SEPASANG MERPATI TUA* ; Menyikapi Kehidupan & Idelogi Budaya dalam Saduran Bebas Lokatif
Sebuah
pertanyaan tentang karya saduran. Sebuah
naskah yang ditulis dari bab-bab yang diambil sebuah buku berbahasa Inggris.
Bab-bab itu sudah diindonesiakan, lalu ditambahkan pula bab lain karya penulis
tersebut. Benarkah
ini disebut karya saduran? Apakah dalam dunia akademis untuk karya tulis ilmiah
atau nonfiksi dikenal karya saduran?
Seorang Penerjemah
menghasilkan naskah terjemahan, sedangkan penyadur menghasilkan naskah saduran.
Pada karya terjemahan, penerjemah sama sekali tidak menciptakan karya baru
karena tugasnya hanya mengalihbahasakan sebuah buku dari bahasa sumber ke
bahasa penerjemahan, baik itu fiksi, nonfiksi, maupun faksi. Adapun pada karya saduran, penyadur
menciptakan naskah yang berbeda atau baru dari bentuk sebelumnya.
Berikut
Definis saduran dari KBBI
berikut ini :
… 2. menyusun kembali cerita secara bebas
tanpa merusak garis besar cerita, biasanya dr bahasa lain: pengarang itu suka -
cerita dr bahasa asing ke dl bahasa Indonesia; 3. mengolah (hasil penelitian,
laporan, dsb); mengikhtisarkan: mereka sedang - hasil penelitian mereka untuk
dijadikan buku.
Defenisi
tersebut menyiratkan dua jenis karya saduran sebagai berikut :
1. Karya
saduran adalah karya sastra (fiksi) yang diubah jalan cerita atau unsur
intrinsiknya (tokoh, latar/setting, alur) dengan menggunakan bahasa lain atau bahasa
berbeda dari bahasa sumber.
2. Karya saduran adalah karya akademis (nonfiksi) nonbuku yang dikonversi atau diolah menjadi buku dengan tanpa mengubah bahasa sumber.

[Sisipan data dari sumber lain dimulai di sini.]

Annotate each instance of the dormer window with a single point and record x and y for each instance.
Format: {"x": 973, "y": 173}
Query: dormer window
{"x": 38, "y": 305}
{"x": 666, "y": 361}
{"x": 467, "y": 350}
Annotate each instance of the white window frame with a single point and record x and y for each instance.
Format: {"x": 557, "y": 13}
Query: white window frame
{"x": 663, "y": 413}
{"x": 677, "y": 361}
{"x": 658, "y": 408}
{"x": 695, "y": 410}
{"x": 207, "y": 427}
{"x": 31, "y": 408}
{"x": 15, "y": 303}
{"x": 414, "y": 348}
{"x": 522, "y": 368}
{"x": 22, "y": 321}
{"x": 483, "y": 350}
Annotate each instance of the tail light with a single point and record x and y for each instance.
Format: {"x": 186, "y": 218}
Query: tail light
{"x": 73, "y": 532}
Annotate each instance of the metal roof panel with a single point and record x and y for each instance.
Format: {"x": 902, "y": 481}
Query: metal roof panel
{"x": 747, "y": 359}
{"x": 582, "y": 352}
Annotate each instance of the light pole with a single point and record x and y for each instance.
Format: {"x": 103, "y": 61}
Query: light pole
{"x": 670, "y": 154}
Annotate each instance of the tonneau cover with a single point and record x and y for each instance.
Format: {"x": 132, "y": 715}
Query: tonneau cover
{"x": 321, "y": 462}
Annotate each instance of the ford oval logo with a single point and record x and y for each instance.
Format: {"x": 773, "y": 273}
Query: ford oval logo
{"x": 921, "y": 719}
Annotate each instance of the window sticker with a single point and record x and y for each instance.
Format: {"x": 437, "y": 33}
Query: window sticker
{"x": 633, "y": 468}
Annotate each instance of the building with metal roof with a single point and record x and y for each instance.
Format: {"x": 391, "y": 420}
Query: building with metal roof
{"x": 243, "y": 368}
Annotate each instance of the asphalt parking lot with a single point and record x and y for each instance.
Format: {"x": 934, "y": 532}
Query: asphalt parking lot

2. Karya saduran adalah karya akademis (nonfiksi) nonbuku yang dikonversi atau diolah menjadi buku dengan tanpa mengubah bahasa sumber.
Karya saduran
dalam bentuk fiksi bisa sangat tidak kentara jika penulis tidak menyebutkan
karyanya sebagai hasil menyadur. Karena itu, redaksi media massa ataupun
penerbit buku kerap menetapkan aturan bahwa naskah yang mereka terima harus
naskah asli, bukan hasil jiplakan atau hasil saduran. Saduran memang berpotensi menjadi
sebuah tindakan tidak terpuji seperti menyadur lagu-lagu berbahasa asing ke
dalam bahasa Indonesia dan seseorang yang melakukannya menyebut bahwa itu
adalah ciptaannya—tidak mengakui sebagai hasil saduran. Begitupun jika terjadi
pada karya-karya tulis yang sebenarnya merupakan karya orang lain dari negara
lain.
Dalam konteks
penulisan akademis nonfiksi, istilah saduran tadi dapat digantikan juga dengan
istilah konversi, contohnya penyaduran skripsi, disertasi, atau tesis menjadi
buku dapat disebutkan sebagai konversi skripsi, disertasi, atau tesis menjadi
buku. Jadi, ada dua konteks karya saduran yaitu konteks sastra (fiksi) dan
konteks karya tulis ilmiah (nonfiksi). Lantas bolehkah seseorang mengambil
karya orang lain berbahasa asing dalam bentuk fiksi maupun nonfiksi, kemudian diindonesiakan,
lalu diberi beberapa paragraf kesimpulan sehingga bisa disebut karya saduran?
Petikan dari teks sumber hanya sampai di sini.